The $46 billion Pennsylvania Public School Employees' Retirement System said last week its investment values rose nearly 15% during the fiscal year ended June 30.
That's better than the system's 3.5% average over the last 10 years (they might as well have put it all in the bank and saved fees), its 8% target annual return, the nearly 11% that its current mix of benchmark indices went up in the same period, or the 12% median return on the (mostly smaller) pension systems in the Wilshire Associates database.
It's also a welcome rebound from PSERS' losses the previous year. But it's not enough to keep up with the galloping increases in retirements and annual pension payouts, or to prevent the property tax increases and state "contribution" increases that will pull cash out of Pennsylvania wallets in years to come, unless and until the state learns to pay what it promises, or else promise less, to future retirees.

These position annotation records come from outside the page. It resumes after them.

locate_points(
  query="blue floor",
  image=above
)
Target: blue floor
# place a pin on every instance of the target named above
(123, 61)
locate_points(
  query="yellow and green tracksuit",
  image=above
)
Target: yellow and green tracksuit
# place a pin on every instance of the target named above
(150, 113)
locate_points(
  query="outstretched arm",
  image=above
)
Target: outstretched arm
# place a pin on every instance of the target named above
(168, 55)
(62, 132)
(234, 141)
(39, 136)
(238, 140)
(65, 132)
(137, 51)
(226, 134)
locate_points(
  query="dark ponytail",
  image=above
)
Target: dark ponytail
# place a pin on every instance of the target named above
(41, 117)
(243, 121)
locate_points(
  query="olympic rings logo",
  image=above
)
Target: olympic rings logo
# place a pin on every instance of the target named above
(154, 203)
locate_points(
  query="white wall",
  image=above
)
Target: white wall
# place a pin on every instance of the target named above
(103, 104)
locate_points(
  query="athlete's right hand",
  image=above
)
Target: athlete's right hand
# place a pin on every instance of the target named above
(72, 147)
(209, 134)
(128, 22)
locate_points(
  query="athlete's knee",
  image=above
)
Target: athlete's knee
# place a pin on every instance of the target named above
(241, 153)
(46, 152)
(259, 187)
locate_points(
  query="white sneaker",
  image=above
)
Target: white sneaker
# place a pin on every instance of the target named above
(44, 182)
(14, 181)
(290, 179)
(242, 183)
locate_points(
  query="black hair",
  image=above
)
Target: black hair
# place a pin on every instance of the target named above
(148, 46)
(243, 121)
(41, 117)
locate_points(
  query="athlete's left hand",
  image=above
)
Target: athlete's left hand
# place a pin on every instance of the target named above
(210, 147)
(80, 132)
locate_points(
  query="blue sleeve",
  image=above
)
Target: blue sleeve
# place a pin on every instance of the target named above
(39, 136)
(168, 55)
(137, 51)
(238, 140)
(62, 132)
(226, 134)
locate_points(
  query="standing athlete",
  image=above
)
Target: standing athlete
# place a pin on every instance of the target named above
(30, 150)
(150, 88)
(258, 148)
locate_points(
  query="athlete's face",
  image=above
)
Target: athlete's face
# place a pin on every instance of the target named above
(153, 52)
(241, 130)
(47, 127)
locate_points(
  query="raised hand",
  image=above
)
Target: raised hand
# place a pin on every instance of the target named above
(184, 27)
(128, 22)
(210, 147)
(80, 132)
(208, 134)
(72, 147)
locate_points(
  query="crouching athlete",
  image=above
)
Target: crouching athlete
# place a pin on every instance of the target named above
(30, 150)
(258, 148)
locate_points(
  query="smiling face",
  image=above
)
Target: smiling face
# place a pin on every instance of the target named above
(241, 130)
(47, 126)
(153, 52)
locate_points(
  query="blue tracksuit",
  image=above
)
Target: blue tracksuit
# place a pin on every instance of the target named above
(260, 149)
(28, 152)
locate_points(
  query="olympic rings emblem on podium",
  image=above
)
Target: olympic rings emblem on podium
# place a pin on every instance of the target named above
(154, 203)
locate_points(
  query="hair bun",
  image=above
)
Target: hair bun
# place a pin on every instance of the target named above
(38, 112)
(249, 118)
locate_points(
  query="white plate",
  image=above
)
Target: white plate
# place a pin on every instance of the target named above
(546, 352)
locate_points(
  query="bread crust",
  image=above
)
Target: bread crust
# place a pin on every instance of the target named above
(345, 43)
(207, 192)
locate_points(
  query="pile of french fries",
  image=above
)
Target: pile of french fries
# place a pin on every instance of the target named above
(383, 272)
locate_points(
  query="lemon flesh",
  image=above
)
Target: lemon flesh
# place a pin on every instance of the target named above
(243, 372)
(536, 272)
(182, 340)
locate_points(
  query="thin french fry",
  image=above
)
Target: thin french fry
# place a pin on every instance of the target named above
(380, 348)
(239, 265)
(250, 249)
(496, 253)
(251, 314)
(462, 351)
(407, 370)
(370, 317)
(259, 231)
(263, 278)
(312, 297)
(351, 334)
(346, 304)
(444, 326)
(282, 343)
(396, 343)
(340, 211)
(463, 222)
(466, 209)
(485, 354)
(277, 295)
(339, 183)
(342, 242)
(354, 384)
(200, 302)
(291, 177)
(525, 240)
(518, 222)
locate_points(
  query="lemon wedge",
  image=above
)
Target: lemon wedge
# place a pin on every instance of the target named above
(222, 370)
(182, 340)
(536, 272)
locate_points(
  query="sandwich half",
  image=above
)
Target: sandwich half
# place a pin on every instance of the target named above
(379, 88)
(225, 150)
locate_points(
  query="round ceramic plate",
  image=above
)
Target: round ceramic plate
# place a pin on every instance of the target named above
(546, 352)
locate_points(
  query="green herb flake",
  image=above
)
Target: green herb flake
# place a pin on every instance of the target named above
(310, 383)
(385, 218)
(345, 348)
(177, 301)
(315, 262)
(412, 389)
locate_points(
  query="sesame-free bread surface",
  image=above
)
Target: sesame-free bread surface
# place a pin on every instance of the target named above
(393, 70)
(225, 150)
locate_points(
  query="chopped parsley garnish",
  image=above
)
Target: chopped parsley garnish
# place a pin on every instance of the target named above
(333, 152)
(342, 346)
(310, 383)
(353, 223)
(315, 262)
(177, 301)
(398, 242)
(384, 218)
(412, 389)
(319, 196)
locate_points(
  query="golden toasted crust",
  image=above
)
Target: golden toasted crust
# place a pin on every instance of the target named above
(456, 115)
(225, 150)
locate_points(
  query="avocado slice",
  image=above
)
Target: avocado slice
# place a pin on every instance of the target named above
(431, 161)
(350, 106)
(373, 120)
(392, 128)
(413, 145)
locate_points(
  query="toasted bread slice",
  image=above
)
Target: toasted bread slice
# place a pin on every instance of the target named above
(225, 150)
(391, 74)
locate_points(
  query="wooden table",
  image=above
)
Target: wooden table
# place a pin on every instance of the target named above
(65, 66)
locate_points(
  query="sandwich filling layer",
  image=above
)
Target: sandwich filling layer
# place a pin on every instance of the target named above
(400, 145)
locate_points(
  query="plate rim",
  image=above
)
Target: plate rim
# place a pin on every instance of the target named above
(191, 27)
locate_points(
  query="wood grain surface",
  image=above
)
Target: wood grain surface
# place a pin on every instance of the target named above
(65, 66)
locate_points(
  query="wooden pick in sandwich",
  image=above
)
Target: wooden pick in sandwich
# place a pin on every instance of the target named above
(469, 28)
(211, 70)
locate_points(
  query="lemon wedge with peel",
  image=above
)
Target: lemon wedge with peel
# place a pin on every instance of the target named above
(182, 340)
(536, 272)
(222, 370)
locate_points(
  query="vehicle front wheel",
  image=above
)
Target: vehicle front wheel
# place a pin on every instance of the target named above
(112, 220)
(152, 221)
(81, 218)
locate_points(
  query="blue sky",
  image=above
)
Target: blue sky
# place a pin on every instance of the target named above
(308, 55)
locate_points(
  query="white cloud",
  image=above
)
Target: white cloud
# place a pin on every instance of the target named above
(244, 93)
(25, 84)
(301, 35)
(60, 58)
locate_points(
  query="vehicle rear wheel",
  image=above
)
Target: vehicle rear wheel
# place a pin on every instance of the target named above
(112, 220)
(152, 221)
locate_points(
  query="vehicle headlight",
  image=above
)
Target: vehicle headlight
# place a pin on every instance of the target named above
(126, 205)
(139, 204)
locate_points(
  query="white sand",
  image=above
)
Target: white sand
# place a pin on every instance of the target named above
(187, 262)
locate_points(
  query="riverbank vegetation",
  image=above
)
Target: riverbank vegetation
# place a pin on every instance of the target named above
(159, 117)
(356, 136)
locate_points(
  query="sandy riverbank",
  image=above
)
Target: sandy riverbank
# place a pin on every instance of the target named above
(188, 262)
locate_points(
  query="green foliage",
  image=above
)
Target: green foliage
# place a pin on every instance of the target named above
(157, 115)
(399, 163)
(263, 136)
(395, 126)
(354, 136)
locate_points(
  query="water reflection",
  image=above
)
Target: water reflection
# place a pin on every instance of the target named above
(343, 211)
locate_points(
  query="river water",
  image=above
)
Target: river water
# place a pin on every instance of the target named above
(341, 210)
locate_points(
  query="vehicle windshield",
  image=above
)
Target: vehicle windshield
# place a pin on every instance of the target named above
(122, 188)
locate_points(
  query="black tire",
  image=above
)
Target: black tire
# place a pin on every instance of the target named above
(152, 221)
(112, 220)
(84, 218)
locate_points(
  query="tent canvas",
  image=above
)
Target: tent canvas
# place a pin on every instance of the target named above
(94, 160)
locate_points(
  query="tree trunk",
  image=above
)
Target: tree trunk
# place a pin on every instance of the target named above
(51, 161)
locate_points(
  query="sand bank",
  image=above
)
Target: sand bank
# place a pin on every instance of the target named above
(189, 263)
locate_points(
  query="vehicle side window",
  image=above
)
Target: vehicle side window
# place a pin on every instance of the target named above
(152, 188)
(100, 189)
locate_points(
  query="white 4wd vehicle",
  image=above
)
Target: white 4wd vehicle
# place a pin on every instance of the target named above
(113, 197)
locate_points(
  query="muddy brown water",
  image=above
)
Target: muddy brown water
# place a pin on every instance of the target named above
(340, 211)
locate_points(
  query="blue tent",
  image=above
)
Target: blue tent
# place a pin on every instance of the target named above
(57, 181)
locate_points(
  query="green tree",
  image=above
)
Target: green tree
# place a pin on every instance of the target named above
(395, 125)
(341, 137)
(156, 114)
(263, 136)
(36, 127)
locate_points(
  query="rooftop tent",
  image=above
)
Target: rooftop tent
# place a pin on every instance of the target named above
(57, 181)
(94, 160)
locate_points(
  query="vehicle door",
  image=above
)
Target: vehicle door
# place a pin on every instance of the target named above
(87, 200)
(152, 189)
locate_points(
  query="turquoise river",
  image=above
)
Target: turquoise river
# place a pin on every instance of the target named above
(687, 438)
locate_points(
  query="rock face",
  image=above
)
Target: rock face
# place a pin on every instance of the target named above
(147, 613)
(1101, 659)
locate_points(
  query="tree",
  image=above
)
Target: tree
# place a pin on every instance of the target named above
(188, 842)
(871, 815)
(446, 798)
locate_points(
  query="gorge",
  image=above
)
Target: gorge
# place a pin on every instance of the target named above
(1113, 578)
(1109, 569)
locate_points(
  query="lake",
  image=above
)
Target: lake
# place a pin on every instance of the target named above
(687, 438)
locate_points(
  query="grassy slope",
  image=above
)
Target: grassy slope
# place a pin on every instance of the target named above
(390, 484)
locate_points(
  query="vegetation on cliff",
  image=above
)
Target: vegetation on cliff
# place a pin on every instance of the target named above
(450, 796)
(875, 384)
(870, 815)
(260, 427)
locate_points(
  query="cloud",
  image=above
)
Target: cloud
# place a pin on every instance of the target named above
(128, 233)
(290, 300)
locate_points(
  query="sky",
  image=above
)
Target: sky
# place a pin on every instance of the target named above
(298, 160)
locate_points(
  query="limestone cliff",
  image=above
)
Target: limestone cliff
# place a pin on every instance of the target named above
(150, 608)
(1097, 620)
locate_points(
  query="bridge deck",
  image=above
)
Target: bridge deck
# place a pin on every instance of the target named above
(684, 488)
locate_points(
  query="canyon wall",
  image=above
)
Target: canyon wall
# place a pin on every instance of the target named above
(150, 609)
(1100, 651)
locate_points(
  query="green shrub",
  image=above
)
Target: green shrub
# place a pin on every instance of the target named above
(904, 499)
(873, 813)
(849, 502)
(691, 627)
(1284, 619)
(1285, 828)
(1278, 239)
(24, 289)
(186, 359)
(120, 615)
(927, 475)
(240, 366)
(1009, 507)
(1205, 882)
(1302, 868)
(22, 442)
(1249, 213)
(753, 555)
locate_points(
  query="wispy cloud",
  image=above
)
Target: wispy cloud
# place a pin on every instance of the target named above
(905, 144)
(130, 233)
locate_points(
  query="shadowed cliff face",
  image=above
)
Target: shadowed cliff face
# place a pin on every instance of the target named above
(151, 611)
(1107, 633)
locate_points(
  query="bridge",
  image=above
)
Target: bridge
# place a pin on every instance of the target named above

And last year's rebound isn't likely to repeat again soon, for a lot of reasons Chief Investment Officer Alan Van Noord patiently listed for me. For example:
PSERS says its US bonds rose 21% last year. With bonds paying record-low yields, values have not much space to do anything but fall, from here, once rates rise.
PSERS "private market" investments rose 22%. That sounds suprising, if you look at the relatively weak returns of most buyout funds, and the absolutely weak returns for venture capital. But Van Noord told me PSERS made most of its "private market" profits in bonds and other debt, whose value shot higher with other bonds as investors fled stocks. "It's really worked out quite well," but as with other bonds, there's not much room for repeat.